Nicolae Enciu: After Great Union of 1918, Bessarabia witnessed significant progress


After the Great Union of 1918, Bessarabia saw significant economic, cultural and sociopolitical progress, doctor of history Nicolae Enciu stated in a public debate hosted by IPN. According to the historian, after the Great Union, the people from Bessarabia were given the possibility of taking part in the election of the representative bodies, the principle of political multipartitism being also ensured. The situation changed suddenly after Bessarabia was taken over by the Soviet Union following a secret agreement reached by Stalin and Hitler in 1940.

According to Nicolae Enciu, the 22 years during which Bessarabia had been part of the Romanian state represented a period of glory and economic, social, cultural and political progress, with a number of reforms, including the agrarian and electoral ones, being started. During 22 years, Bessarabia had been protected from the red terror, deportations and famine that were witnessed after the Soviets occupied this territory.

The historian noted that the year 1940 was marked by the Soviet ultimatum that led to the concession of Bessarabia by Romania. The odious Ribbentrop-Molotov Pact contained an additional secret protocol by which the USSR and Nazi Germany divided the spheres of influence, from the UK up to the Black Sea. Article 3 mentioned the interest of the Soviet side in Bessarabia and the political disinterest of Germany in southeastern Europe.

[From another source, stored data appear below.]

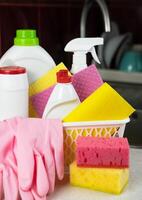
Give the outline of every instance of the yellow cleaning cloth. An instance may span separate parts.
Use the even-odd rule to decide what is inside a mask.
[[[29,100],[29,117],[35,117],[35,118],[38,117],[38,114],[36,113],[36,111],[32,105],[32,102],[30,100]]]
[[[45,75],[30,85],[30,97],[51,87],[57,82],[56,73],[61,69],[67,69],[63,63],[49,70]]]
[[[135,109],[109,84],[104,83],[64,119],[64,122],[121,120]]]
[[[33,95],[38,94],[54,85],[57,82],[56,73],[61,69],[67,69],[63,63],[60,63],[56,67],[52,68],[38,80],[33,82],[29,87],[29,96],[32,97]],[[38,117],[31,101],[29,101],[29,116]]]
[[[70,165],[70,183],[97,191],[120,194],[128,183],[129,169],[84,168]]]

“In 1940, as a result of agreements between Stalin’s Soviet Union and Hitler’s Nazi Germany, Bessarabia was given to the Soviet Union. It wasn’t the choice of the population living here. It was a division between two dictatorial states. A military aggression by the USSR against Romania was staged in 1940. It was shown that the USSR had sufficient troops on the border with Romania to materialize what was stipulated in the secret part of the Ribbentrop-Molotov Pact. The ideology of Bolsheviks was and remains inhuman as it does not recognize the right to existence of all the people who live in the given area. Those who didn’t have a place in the society imagined by Marx, Engels, Lenin, Stalin were simply exterminated and deported, as it happened during the first year of Soviet occupation, in June 1941,” explained the historian.

After Bessarabia and Northern Bukovina were occupied by the Soviets, the native population started to be persecuted. During the first wave of deportations that started on the night of June 13, 1941, tens of thousands of families were taken by force by trains to Siberia and Kazakhstan. Those who formed part of a party in interwar Romania were deported or exterminated. The so-called landlords, police officers and officers of the tsarist army who livered here, officers of the Romanian army, traders, mayors were also deported. The Soviets resorted to nationalization and this generated discontent among the population. Romania was then in a very difficult conjuncture and decided to concede Bessarabia and Northern Bukovina to the Soviet Union, related Nicolae Enciu.

The debate titled “The Bessarabians’ civilizational drama of 1940-1941” was the fifth installment of the series “Impact of the Past on Confidence and Peace Building Processes”. The project is supported by the Hanns Seidel Foundation.